Up until now, not even artificial intelligence businesses have been able to develop instruments that can accurately identify when a written article was produced by use of a large language model. By analyzing which “excess words” began to appear much more frequently throughout the LLM era (i.e., 2023 and 2024), a team of researchers has now developed a novel method for assessing LLM usage across a large set of scientific writing. According to the researchers, the findings “suggest that at least 10 percent of 2024 abstracts were processed with LLMs.”
Four academics from Northwestern University and the University of Tübingen in Germany stated in a preprint paper published earlier this month that they were motivated by research that examined excess mortality in comparison to previous years to gauge the impact of the Covid-19 outbreak. Following the widespread availability of LLM writing tools in late 2022, the researchers looked at “excess word usage” and discovered that “the appearance of LLMs led to an abrupt increase in the frequency of certain style words” that was “unprecedented in both quality and quantity.”
Delving In
The relative frequency of each word as it appeared annually was tracked in 14 million paper abstracts published on PubMed between 2010 and 2024, which the researchers used to gauge these vocabulary changes. Then, using the pre-2023 trend line as a guide, they compared the actual frequency of those phrases in abstracts from 2023 and 2024 to the expected frequency of those words, when LLMs were widely used.
According to the findings, certain terms that were incredibly rare in these scientific papers prior to 2023 experienced an abrupt increase in usage following the introduction of LLMs. The phrase “delves,” for example, appears in 25 times more 2024 articles than one would anticipate based on the pre-LLM pattern; terms like “showcasing” and “underscores” also saw a nine-fold spike in frequency. In post-LLM abstracts, a few more frequently used terms significantly increased in frequency: For example, the frequency of “potential” rose by 4.1 percentage points, “findings” by 2.7 percentage points, and “crucial” by 2.6 percentage points.
These kinds of shifts in word use might occur regardless of LLM usage, of course—the natural evolution of language implies that terms come in and out of style. However, the researchers discovered that, prior to the LLM era, such enormous and sudden year-over-year spikes were only detected for words associated to major global health events: “ebola” in 2015, “zika” in 2017, and words like “coronavirus,” “lockdown,” and “pandemic” in the 2020 to 2022 period.
However, the researchers discovered hundreds of phrases with abrupt, noticeable spikes in scientific usage in the post-LLM era that had no connection to global events. Actually, the researchers discovered that while the majority of the excess words during the Covid pandemic were nouns, the majority of the words with a post-LLM frequency bump were “style words,” such as verbs, adjectives, and adverbs (a small sample: “across, additionally, comprehensive, crucial, enhancing, exhibited, insights, notably, particularly, within”).
This is not a wholly novel discovery—the rising use of “delve” in scientific articles has been well documented recently, for example. However, earlier research typically relied on lists of predetermined LLM indicators that were acquired from outside the study or comparisons with “ground truth” human writing samples.
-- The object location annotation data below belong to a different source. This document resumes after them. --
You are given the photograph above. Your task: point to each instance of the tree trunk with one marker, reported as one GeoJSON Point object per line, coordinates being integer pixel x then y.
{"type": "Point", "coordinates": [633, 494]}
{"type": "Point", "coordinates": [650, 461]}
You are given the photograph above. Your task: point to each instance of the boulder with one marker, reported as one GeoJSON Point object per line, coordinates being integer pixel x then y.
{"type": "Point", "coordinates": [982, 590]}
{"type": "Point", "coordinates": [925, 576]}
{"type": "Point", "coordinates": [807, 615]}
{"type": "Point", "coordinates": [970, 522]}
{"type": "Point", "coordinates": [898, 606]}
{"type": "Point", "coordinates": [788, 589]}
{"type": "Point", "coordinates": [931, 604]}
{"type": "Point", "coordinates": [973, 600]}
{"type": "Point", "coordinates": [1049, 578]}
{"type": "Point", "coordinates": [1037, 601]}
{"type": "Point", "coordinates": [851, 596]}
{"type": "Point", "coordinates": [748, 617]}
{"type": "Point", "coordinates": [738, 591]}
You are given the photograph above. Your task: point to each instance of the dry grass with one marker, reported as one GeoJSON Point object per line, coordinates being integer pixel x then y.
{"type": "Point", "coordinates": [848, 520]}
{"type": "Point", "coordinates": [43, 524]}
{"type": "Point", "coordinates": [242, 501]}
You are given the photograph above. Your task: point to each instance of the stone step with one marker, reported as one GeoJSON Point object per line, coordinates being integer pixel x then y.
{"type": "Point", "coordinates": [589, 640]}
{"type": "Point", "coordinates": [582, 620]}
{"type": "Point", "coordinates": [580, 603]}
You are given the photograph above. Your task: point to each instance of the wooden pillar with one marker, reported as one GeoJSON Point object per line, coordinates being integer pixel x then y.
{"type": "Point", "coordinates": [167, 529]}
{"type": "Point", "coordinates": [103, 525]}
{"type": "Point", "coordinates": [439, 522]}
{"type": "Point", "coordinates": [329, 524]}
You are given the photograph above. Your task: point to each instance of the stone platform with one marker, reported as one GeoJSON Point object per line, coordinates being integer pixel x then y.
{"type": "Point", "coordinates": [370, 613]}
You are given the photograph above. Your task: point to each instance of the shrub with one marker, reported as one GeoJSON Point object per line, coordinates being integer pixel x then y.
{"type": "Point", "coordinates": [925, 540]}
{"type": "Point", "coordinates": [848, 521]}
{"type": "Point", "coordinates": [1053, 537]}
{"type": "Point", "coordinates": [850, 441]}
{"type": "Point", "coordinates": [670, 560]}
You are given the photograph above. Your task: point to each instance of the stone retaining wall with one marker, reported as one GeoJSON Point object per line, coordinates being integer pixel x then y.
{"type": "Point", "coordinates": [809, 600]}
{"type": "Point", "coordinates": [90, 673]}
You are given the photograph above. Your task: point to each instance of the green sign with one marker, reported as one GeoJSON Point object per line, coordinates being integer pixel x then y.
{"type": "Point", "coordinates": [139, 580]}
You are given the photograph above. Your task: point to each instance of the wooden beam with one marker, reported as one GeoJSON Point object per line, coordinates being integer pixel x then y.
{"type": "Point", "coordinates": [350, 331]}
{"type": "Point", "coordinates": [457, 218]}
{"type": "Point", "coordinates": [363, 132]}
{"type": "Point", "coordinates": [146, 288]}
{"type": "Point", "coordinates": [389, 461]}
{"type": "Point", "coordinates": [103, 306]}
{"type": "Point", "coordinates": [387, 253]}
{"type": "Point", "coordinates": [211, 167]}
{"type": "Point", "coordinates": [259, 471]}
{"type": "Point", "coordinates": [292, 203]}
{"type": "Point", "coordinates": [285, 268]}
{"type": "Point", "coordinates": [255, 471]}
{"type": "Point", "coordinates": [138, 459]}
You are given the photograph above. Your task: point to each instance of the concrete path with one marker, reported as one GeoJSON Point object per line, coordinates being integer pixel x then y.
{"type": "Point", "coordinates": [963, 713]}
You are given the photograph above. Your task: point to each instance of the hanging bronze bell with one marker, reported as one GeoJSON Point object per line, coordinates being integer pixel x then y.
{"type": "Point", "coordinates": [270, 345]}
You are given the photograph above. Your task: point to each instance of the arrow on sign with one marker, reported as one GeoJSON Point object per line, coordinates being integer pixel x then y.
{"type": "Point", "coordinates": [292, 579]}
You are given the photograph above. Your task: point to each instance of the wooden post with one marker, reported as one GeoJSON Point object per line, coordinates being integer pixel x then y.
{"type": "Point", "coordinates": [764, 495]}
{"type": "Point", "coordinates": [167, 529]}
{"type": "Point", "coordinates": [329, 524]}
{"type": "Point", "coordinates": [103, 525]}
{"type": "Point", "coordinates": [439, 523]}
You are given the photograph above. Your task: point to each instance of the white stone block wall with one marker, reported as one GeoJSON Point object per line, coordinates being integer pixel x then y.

In order to demonstrate how language choice has evolved generally in the post-LLM era, the pre-2023 set of abstracts serves as an effective control group of its own.
A Complicated Interaction
Sometimes it is easy to identify the telltale signals of LLM use by looking up hundreds of so-called “marker words” that were much more popular in the post-LLM era. Consider the following sample abstract line that the researchers identified, with the marker words highlighted: Effective therapy strategies require a thorough understanding of the complex interactions between […] and […].
After conducting statistical analyses of marker word appearance across individual publications, the researchers estimate that at least 10% of the post-2022 works in the PubMed corpus were generated with some LLM aid. The number could be even higher, according to the researchers, because their dataset may be missing LLM-assisted abstracts that do not contain any of the marker words they detected.
Moreover, there can be significant variations in those measured percentages among various subsets of papers. A study by the researchers revealed that 15% of papers written by authors from countries such as China, South Korea, and Taiwan had LLM marker terms. This suggests that LLMs could be useful in helping non-native English speakers edit English literature, which could explain why they are used so widely. Nevertheless, the researchers suggest that native English speakers might [simply] be more adept at identifying and actively eliminating strange style phrases from LLM outputs, disguising their LLM usage from this type of study.
The researchers emphasize the need of detecting LLM use, stating that “LLMs are infamous for making up references, providing inaccurate summaries, and making false claims that sound authoritative and convincing.” However, if more people become aware of the telltale marker words used by LLMs, human editors may improve their ability to remove those terms from generated text before it is published with the public.
Perhaps huge language models in the future will perform this type of frequency analysis on their own, reducing the weight of flag words to better pass off their outputs as humanlike. We could soon have to summon some Blade Runners to identify the generative AI text that is concealed among us.